Tag: PowertoGas

  • Energie 360 ° sta lavorando a una soluzione power-to-gas

    Energie 360 ° sta lavorando a una soluzione power-to-gas

    Energie 360 ° e la società di stoccaggio del gas RAG Austria stanno lavorando per rendere disponibile l’energia solare tutto l’anno. Entrambi stanno perseguendo insieme l’innovativo progetto power-to-gas Underground Sun Conversion – Flexible Storage . È iniziato a dicembre 2020 ha una durata di due anni e mezzo ed è promosso dalla Commissione Europea. I test sul campo sono già in corso presso il sito di ricerca RAG a Pilsbach, in Alta Austria.

    In questo progetto, l’energia rinnovabile in eccesso, come l’energia solare in estate, viene convertita in idrogeno, spiega Energie 360 ° in un comunicato stampa . Questo viene poi immagazzinato insieme all’anidride carbonica in un deposito sotterraneo naturale a una profondità di oltre 1000 metri. Lì, i microrganismi combinano idrogeno e carbonio per formare gas metano rinnovabile. Questa energia può essere utilizzata in caso di mancanza di approvvigionamento, ad esempio in inverno. Il vantaggio rispetto alle centrali ad accumulo di pompaggio o alle batterie risiede nella capacità di accumulo molto più elevata e, allo stesso tempo, in una superficie inferiore, secondo Energie 360 °.

    In Svizzera, le due società collaborano con l’ Università di Berna , l’ Università di scienze applicate nella Svizzera orientale e l’Istituto federale di ricerca e test sui materiali ( Empa ). “Stiamo lavorando insieme per trovare una soluzione per una delle più grandi sfide del sistema energetico del futuro: come promuovere le fonti energetiche rinnovabili volatili come il sole e il vento e allo stesso tempo offrire sicurezza dell’approvvigionamento per tutto l’anno?” Afferma Andreas Kunz, Head of Energy Systems di Energie 360 °.

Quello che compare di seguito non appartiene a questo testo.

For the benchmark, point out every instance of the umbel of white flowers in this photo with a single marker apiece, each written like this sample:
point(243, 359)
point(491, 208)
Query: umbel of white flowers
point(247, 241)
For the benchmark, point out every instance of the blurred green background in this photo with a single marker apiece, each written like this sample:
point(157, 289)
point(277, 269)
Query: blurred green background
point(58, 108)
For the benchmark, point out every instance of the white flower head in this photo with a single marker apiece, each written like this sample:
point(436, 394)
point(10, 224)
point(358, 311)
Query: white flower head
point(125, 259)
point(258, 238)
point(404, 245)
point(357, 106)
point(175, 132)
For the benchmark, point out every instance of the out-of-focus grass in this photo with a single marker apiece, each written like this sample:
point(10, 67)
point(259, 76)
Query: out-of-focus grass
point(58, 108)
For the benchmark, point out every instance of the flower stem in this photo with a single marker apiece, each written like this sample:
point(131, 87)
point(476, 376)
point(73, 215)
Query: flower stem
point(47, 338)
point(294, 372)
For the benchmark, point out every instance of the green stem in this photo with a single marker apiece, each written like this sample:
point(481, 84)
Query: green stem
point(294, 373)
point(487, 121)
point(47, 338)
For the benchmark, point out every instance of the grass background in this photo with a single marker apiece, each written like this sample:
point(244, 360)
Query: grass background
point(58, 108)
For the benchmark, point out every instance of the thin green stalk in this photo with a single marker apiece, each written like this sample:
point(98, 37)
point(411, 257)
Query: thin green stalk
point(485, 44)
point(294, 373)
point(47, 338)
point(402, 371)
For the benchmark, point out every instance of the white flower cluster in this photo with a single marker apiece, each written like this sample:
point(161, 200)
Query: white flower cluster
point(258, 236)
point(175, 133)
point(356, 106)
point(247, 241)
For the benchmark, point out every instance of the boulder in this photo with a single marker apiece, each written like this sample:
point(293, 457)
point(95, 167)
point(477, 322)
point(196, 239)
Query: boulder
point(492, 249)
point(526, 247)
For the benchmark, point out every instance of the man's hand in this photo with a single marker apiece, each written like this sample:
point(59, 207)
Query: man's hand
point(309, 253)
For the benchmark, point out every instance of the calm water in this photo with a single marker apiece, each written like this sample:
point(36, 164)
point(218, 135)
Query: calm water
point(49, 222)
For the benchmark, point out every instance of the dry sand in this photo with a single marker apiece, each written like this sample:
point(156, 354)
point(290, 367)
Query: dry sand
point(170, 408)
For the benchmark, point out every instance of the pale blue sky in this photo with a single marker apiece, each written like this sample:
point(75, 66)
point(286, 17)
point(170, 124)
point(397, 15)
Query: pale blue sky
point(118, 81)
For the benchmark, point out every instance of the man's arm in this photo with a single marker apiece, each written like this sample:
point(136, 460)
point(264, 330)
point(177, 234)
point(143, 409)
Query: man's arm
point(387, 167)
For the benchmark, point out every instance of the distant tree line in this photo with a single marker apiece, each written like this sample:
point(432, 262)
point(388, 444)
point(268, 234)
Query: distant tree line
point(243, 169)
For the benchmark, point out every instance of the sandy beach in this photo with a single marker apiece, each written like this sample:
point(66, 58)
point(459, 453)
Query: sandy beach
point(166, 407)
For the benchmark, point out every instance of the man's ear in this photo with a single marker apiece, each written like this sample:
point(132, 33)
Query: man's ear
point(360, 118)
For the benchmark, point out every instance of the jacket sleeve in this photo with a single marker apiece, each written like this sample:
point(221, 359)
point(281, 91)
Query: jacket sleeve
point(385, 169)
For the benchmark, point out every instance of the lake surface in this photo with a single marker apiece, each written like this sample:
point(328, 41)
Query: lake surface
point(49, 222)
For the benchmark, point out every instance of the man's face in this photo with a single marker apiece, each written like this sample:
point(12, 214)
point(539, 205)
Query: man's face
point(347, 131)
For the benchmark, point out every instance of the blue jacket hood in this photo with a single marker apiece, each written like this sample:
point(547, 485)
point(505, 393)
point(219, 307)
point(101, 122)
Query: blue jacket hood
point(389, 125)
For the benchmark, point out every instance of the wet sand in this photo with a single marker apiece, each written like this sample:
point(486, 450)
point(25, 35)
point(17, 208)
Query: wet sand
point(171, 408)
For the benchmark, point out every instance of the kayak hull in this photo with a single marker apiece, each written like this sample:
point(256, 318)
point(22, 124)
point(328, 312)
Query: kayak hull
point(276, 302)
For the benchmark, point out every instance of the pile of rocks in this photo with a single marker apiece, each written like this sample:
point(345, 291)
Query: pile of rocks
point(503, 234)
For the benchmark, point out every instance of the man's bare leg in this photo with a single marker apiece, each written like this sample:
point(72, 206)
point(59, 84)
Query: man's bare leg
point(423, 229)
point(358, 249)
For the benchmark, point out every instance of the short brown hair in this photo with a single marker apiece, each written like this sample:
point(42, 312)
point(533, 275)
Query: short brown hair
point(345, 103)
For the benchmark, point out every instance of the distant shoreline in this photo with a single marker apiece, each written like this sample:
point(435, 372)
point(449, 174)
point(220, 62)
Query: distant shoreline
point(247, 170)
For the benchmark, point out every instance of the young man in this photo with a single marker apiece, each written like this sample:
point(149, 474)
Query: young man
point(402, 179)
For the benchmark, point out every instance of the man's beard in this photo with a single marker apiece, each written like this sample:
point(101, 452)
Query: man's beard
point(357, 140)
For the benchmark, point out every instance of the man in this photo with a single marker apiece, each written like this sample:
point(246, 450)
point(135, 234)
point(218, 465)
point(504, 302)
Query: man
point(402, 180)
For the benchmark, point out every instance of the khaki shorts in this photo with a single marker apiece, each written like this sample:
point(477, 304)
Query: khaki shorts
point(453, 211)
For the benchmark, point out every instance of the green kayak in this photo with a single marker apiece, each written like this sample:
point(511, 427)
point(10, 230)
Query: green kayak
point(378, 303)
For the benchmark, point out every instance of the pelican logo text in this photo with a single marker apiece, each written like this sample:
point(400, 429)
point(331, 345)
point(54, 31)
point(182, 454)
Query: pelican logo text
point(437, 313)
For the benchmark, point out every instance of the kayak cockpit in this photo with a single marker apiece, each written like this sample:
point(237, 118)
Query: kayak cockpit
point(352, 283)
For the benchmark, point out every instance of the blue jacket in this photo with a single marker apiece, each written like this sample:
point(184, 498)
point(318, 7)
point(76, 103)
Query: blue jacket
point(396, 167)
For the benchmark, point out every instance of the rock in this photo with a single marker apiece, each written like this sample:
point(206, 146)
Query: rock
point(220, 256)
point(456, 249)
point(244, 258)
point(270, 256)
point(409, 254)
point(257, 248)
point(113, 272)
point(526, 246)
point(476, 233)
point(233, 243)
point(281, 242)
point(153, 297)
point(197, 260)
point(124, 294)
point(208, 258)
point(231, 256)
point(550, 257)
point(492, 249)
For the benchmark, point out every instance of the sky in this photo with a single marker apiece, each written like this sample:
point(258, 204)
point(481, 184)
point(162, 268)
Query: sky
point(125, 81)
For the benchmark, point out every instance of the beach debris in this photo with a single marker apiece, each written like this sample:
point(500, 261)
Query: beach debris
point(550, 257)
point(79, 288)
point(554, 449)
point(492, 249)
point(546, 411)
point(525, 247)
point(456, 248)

  • Viene costruito il primo impianto industriale power-to-gas a Dietikon

    Viene costruito il primo impianto industriale power-to-gas a Dietikon

    Il progetto vetrina per l’uso delle energie rinnovabili è stato sviluppato in collaborazione tra otto fornitori di energia e l’ alleanza dei servizi pubblici di Swisspower . Il progetto ha lo scopo di mostrare come i sistemi power-to-gas possono integrare la produzione di elettricità rinnovabile e operare in modo economico, secondo un comunicato stampa . Il più grande impianto power-to-gas in Svizzera fino ad oggi avrà una capacità di elettrolisi di 2,5 megawatt e fornirà gas sintetico rinnovabile nella rete dall’inverno 2021 al 2022.

    Il principio di funzionamento del nuovo impianto è così descritto nella comunicazione: “L’impianto power-to-gas utilizza elettricità rinnovabile proveniente dall’impianto di incenerimento dei rifiuti per produrre idrogeno. Questo viene miscelato con la CO2 nel gas di scarico, producendo gas metano rinnovabile. In questo modo Limeco estrae dai rifiuti e dalle acque reflue una fonte di energia CO2 neutra ”. Nella rete del gas esistente, il gas rinnovabile sostituisce le fonti energetiche fossili. Secondo le informazioni, questo può far risparmiare da 4.000 a 5.000 tonnellate di CO2 all’anno.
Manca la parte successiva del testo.